‘The man who sold the world‘ nos voló la cabeza a muchos —como si se tratara de una metáfora por la trágica forma en la que se suicidó Kurt— y determinó el género de música que algunos escucharíamos toda la vida. Tenía nueve años cuando escuché por primera vez a Nirvana, el cover a David Bowie venía en un CD single del MTV Unplugged, dentro de un estéreo de un cliente de mi papá. Nunca lo olvidaré.
En aquella época, mi padre tenía un taller de electrónica, con frecuencia desfilaban por la casa televisores, estéreos, radios y reproductores VHS o BETA, algunos microondas y otros aparatos de diferentes modelos con el objetivo de repararlos. Aquel estéreo lo recuerdo muy bien: era grande y moderno, para ese entonces en México todavía no vendían aquellos con la capacidad para cinco CD’s…
Son las cuatro y media de la mañana, tengo alrededor de una hora despierto, en treinta minutos más debo levantarme de la cama, bañarme y preparar las cosa para el trabajo.

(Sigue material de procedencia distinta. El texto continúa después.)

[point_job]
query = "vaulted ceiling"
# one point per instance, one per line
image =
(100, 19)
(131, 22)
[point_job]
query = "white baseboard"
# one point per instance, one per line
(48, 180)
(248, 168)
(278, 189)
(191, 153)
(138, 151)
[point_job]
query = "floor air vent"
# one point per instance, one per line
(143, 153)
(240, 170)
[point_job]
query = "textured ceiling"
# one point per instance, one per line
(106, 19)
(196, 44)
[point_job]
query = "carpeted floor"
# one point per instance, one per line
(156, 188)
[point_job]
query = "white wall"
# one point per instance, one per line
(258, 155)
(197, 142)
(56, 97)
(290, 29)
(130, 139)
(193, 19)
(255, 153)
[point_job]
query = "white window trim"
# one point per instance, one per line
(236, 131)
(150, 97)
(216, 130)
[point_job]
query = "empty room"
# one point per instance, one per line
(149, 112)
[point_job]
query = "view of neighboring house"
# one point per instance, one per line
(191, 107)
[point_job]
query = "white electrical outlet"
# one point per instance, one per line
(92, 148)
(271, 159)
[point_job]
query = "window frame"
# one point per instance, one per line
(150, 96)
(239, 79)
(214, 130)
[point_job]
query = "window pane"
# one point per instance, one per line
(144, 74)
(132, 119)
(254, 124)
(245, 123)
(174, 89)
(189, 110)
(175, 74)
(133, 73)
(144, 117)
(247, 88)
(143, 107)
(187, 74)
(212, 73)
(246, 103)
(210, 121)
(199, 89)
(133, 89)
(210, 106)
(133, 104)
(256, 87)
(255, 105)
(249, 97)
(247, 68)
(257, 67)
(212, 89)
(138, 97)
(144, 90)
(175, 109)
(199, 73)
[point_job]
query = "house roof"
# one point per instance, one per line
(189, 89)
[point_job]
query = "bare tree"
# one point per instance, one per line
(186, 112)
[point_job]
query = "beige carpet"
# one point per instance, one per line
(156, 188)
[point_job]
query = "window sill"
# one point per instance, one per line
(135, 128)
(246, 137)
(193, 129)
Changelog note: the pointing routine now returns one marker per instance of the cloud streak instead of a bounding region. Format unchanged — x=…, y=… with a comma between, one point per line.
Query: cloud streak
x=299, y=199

La canción termina pero la repito. Mi mente vuelve a ese recuerdo que jamás he olvidado a pesar de tener mala memoria. Aún tengo presente la imagen del disco plateado con el nombre impreso en Times New Noman y en negritas: Nirvana, debajo del hub ‘The man who sold the world, David Bowie’ y con una duración de 3:48 minutos, que nunca pude escuchar hasta el final porque el disco estaba rayado en el minuto 3:12.

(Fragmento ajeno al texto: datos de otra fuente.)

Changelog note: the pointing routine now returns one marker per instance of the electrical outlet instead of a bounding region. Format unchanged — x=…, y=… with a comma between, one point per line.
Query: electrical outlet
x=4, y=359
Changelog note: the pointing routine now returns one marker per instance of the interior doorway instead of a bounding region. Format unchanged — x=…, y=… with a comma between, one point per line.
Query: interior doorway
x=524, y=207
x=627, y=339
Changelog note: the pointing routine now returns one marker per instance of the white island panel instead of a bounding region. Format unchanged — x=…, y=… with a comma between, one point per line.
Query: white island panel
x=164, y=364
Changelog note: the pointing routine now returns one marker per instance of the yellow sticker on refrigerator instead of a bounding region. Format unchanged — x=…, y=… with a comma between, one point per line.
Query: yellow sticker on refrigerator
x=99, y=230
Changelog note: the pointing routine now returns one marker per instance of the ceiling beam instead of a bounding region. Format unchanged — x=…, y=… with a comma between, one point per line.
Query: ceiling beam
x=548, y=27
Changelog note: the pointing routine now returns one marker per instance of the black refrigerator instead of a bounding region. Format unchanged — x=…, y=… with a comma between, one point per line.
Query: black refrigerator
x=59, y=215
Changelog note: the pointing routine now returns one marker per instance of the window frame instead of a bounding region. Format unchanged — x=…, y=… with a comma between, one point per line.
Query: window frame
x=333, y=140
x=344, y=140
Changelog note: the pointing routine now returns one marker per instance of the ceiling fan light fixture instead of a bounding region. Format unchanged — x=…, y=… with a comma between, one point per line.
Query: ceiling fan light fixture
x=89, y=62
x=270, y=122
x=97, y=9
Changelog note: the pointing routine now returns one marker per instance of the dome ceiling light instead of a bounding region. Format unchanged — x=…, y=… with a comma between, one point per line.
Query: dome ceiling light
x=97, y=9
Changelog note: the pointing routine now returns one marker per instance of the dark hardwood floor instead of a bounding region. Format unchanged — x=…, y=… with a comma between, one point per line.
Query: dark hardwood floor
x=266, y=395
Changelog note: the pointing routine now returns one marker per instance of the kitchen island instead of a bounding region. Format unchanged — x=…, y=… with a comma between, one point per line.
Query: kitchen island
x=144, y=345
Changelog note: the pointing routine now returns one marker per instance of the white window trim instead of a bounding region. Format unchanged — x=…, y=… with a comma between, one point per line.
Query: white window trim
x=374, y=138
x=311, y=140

En 1995 no era fácil tener Internet, mucho menos en un pueblo pequeño a hora y media de la Ciudad de México; la música siempre llegaba a través de la radio; además, a los nueve años apenas sabía de la existencia del inglés, así que el nombre de Nirvana me resultaba por completo desconocido. La única fuente de información a la mano era un pequeño Larousse de mil 673 hojas —que todavía está en el librero de casa de mis padres—, en el cual pude buscar el significado de la palabra Nirvana: “m. En el budismo, ahondamiento final del individuo en la esencia divina”. Y aunque lo entendí mucho tiempo después, había descubierto la iluminación divina y eso me había volado la cabeza; claro, el resto de palabras nunca las hallé en aquel libro.

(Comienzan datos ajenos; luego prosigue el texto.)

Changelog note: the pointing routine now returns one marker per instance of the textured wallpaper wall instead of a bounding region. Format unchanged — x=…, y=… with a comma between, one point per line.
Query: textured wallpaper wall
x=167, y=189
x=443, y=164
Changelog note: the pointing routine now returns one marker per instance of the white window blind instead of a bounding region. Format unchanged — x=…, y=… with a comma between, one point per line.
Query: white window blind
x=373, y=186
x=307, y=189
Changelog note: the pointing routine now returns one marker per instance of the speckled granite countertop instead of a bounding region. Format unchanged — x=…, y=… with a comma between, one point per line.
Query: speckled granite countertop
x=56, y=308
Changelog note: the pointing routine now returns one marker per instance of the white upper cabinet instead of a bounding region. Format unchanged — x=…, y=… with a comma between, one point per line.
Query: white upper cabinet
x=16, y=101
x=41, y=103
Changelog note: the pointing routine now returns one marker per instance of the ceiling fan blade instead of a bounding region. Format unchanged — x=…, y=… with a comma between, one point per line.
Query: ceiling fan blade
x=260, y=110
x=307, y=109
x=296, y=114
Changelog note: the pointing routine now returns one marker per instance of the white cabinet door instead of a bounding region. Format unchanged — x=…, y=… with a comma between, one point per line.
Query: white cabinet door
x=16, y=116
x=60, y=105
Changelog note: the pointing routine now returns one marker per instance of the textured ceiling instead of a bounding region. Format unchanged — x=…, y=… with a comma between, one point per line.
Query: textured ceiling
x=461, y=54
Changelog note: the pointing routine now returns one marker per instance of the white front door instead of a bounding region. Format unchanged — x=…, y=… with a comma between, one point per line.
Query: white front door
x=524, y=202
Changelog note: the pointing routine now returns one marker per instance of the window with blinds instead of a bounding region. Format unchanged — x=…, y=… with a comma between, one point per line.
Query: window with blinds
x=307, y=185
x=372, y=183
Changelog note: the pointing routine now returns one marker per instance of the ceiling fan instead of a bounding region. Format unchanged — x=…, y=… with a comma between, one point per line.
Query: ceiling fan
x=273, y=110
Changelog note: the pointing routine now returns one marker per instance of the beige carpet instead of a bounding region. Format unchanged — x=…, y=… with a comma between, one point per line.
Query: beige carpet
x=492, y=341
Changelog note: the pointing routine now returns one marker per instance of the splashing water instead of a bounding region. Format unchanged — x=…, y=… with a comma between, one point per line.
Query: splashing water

Presiono el botón de replay por quinta o novena ocasión: los aplausos, la guitarra acústica ligeramente distorsionada, una segunda guitarra entra a la par del bajo, un silencio parecido a un suspiro y, justo después, el primer verso adormilado y ronco que emite la garganta de Kurt Cobain. Aquella canción la escucharía miles de veces más durante un año, pero antes de que parara, volvía al minuto 3:05 para alargar el solo de guitarra del final hasta el hartazgo. Al año siguiente, fui de vacaciones a casa de mis primos en la ciudad, descubrimos el canal MTV y pasamos todo el verano viendo videos. No sabía aún qué era un unplugged, quién era David Bowie, qué significaba ‘The man who sold the world’ y, por supuesto, tampoco quién era Nirvana…
Esta mañana, quizá por la nostalgia o el recuerdo, repetí la canción, al menos, unas 50 veces mientras me alistaba para dirigirme al trabajo. No podía parar de escucharla. Mi primer disco single original lo había robado de un estéreo de un desconocido, lo atesoré durante mucho tiempo e incluso después de comprar el Unplugged completo. Fue un disco que me formó con una sola canción. Un disco que me robaron en el porta CD’s que cargaba a lado del discman… Sí, el karma siempre regresa.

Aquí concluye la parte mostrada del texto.